Como identificar uma oração subordinante?

A oração subordinante, ah, ela tem um ar de rainha, sabe? Comanda, dita o tom. É a que tem a vida própria, a que se sustenta sozinha na frase, como um velho casarão no topo da colina, com suas janelas voltadas para o horizonte. Não precisa de mais nada para se apresentar, é completa, dona de si.

Por outro lado, a oração subordinada é a vizinha que sempre vem pedir uma xícara de açúcar. Vive dependendo da subordinante, como a sombra que segue o corpo. Sem a principal, ela fica meio perdida, sem rumo, como um barco sem leme no meio do mar.

Identificar a oração subordinante é ver quem tem a força. É aquela que se basta, que tem seu próprio sentido, que não precisa de apoio para existir. Ela é a âncora da frase, a que dá a base para toda a construção se erguer.

Imagine uma pintura: a oração subordinante é o tema central, a figura que atrai todos os olhares. A subordinada seria um detalhe, um elemento que enriquece a obra, mas que sem o tema principal, perderia todo o seu significado.

  • Oração Subordinante: Tem sentido completo e independente.
  • Oração Subordinada: Depende da subordinante para ter sentido pleno.

É como em um dia de outono, quando as folhas caem e o vento sopra um ar de saudade.

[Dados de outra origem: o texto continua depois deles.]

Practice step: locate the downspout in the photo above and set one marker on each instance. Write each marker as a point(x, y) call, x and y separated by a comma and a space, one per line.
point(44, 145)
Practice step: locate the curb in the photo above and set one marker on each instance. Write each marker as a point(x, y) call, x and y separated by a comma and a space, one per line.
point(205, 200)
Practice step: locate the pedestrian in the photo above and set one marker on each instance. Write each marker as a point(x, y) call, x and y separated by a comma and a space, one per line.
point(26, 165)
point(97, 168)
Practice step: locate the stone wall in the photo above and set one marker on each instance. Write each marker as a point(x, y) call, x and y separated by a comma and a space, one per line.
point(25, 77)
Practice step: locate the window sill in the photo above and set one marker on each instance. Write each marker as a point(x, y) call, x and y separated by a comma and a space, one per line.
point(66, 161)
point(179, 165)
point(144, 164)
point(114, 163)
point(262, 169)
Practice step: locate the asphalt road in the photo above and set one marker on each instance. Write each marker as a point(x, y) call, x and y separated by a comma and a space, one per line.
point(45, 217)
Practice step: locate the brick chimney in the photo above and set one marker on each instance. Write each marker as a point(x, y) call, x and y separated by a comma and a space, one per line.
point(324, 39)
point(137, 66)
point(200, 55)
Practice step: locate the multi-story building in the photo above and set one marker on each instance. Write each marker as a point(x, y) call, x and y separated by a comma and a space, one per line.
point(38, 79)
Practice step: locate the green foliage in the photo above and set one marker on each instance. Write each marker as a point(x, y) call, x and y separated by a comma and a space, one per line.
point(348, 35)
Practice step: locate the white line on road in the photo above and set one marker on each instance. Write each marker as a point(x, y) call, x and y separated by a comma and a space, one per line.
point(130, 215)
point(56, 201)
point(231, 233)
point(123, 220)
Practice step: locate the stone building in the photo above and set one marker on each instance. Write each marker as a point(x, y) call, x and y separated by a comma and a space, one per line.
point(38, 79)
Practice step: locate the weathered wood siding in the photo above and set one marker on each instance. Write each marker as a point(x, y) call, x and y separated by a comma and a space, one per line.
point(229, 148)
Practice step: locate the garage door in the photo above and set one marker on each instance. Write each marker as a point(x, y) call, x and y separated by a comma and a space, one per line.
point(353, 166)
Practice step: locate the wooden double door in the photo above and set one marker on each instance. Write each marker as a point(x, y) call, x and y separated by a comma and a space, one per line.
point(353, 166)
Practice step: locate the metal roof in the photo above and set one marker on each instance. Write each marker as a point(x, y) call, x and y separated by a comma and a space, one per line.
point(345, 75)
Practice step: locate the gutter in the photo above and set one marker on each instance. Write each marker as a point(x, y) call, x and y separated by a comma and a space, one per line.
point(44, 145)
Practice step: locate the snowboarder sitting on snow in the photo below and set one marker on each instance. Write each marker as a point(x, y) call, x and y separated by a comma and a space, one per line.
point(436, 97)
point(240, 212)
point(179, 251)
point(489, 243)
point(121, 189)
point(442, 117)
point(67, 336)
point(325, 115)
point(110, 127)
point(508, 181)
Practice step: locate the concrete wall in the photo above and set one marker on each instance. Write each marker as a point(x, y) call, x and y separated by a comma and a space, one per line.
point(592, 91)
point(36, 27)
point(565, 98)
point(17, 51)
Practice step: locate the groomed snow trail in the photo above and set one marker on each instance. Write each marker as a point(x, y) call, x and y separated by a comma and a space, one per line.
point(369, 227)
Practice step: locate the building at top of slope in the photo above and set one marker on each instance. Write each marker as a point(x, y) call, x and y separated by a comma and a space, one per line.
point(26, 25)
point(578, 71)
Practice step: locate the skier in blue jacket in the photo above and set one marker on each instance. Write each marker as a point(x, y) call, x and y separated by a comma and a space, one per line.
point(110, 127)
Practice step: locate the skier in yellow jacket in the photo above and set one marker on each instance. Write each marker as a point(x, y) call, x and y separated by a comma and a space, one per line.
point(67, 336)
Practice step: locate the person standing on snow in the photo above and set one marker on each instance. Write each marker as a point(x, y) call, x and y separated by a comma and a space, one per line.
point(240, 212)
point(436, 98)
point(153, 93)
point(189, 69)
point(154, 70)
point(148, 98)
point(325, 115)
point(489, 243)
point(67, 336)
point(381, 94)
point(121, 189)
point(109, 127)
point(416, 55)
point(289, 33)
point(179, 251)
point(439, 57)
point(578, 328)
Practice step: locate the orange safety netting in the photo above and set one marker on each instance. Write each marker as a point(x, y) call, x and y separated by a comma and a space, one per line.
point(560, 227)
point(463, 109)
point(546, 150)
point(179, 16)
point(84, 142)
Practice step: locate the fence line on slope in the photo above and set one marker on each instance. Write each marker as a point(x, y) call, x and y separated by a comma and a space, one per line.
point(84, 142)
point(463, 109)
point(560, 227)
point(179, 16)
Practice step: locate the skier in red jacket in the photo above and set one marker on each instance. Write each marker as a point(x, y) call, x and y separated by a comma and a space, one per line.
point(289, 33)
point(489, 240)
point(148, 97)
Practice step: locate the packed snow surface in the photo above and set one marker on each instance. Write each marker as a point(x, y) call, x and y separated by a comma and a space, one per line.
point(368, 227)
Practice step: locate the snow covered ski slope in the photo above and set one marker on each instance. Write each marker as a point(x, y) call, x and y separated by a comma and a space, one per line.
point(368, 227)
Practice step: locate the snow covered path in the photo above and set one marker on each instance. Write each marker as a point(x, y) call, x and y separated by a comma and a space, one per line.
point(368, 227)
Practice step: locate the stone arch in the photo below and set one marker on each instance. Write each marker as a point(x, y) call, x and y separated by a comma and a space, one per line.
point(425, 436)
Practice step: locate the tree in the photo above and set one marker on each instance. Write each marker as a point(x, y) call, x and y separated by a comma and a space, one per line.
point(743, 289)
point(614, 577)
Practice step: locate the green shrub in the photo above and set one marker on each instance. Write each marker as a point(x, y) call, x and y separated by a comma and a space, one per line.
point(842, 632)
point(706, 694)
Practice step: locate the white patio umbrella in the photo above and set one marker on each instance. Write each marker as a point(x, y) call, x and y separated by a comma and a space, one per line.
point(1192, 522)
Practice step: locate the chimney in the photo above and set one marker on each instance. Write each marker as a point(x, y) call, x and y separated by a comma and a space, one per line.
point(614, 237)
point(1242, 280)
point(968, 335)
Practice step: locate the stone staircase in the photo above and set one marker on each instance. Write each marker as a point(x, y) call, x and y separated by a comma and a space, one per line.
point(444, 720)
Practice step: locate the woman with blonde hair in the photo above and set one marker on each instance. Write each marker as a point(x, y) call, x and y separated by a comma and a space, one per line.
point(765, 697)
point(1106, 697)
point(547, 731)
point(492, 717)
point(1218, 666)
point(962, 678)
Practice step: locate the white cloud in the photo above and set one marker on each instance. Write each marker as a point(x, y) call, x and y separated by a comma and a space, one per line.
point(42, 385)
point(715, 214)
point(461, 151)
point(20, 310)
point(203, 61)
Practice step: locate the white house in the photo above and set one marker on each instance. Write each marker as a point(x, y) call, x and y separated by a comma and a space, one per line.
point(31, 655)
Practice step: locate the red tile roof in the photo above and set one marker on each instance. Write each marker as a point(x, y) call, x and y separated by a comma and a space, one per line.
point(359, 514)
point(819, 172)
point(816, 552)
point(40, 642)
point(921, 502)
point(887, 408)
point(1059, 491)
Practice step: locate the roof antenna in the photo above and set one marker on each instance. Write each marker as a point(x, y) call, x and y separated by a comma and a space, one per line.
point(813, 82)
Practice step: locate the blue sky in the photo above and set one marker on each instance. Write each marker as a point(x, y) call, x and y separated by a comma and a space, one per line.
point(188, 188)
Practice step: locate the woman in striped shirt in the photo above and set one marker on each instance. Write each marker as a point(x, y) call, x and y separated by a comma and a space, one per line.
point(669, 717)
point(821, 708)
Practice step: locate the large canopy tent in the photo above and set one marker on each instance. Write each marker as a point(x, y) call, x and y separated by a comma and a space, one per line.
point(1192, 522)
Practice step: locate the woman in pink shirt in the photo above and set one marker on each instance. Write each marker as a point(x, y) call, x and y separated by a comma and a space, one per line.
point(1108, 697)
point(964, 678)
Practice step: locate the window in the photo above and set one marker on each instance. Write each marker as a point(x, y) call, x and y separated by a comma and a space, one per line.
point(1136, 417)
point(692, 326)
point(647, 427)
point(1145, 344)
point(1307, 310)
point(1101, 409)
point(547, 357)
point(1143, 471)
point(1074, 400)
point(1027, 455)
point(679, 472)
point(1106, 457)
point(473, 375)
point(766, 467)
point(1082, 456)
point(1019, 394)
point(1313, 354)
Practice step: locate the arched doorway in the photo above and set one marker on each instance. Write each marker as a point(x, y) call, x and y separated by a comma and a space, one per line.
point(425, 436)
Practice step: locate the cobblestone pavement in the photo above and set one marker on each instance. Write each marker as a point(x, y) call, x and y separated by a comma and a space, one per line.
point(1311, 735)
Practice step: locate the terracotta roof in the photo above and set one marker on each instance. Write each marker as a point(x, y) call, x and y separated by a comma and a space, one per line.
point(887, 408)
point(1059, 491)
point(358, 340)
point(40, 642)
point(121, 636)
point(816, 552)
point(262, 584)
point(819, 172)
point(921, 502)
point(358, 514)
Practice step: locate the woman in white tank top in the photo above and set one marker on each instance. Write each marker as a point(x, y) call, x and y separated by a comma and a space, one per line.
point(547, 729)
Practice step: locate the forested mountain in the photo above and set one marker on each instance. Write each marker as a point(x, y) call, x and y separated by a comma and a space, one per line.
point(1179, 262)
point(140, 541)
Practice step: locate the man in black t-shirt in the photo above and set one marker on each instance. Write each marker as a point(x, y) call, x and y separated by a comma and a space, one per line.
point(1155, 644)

A oração subordinante é o vento que carrega as folhas, a força que move tudo. A subordinada, uma folha que dança, levada pela correnteza.

Portanto, para achar a subordinante, busque a oração que pode ficar sozinha, que não chora por companhia. Ela é a que tem a voz mais alta, a que define o lugar de todas as outras.

Como distinguir uma oração coordenada de uma subordinada?

Nossa, tive que rever isso pro meu primo... que troço chato. A diferença é ate simples qdo vc para pra pensar. Uma é tipo independente, a outra é carente. É isso.

Orações coordenadas são independentes sintaticamente. Elas possuem sentido completo sozinhas. Orações subordinadas dependem sintaticamente da oração principal. Sem a principal, o sentido fica incompleto.

Tipo, "Eu fui à praia e mergulhei". Dá pra falar "Eu fui à praia". Ponto. Dá pra falar "Eu mergulhei". Ponto. As duas se viram sozinhas. São adultas. rsrs

Agora, se eu falo "Eu quero que você venha". A parte "que você venha" não quer dizer nada sozinha. Que você venha o quê?? Pra onde?? Precisa do "Eu quero" pra fazer sentido. É tipo um filhote que não sai de perto da mãe.

Lembro da minha professora de português, a Dona Célia, batendo na lousa com a régua pra gente decorar as conjunções. Eu odiava... mas hj ate que vejo a lógica.

Uma lista básica pra não esquecer:

  • Coordenadas (as independentes, as amigas)

    • Elas se ligam por conjunções como: e, mas, porém, ou, logo, portanto, pois.
    • Ex: Corri muito, portanto fiquei cansado. As duas frases sobrevivem sozinhas.
  • Subordinadas (as dependentes, as carentes)

    • Geralmente começam com: que, se, quando, embora, porque, para que.
    • Ex: Diga se você vem. "Se você vem" fica boiando no ar sem a primeira parte.

Mas na real, quem fica pensando "hmmm essa é uma subordinada substantiva objetiva direta" enquanto escreve um email? Ninguém né. A gente só escreve. Pra que serve isso na vida real mesmo? Pra passar em concurso, só pode. Enfim, preciso terminar isso logo e ir no mercado. a lista ta enorme.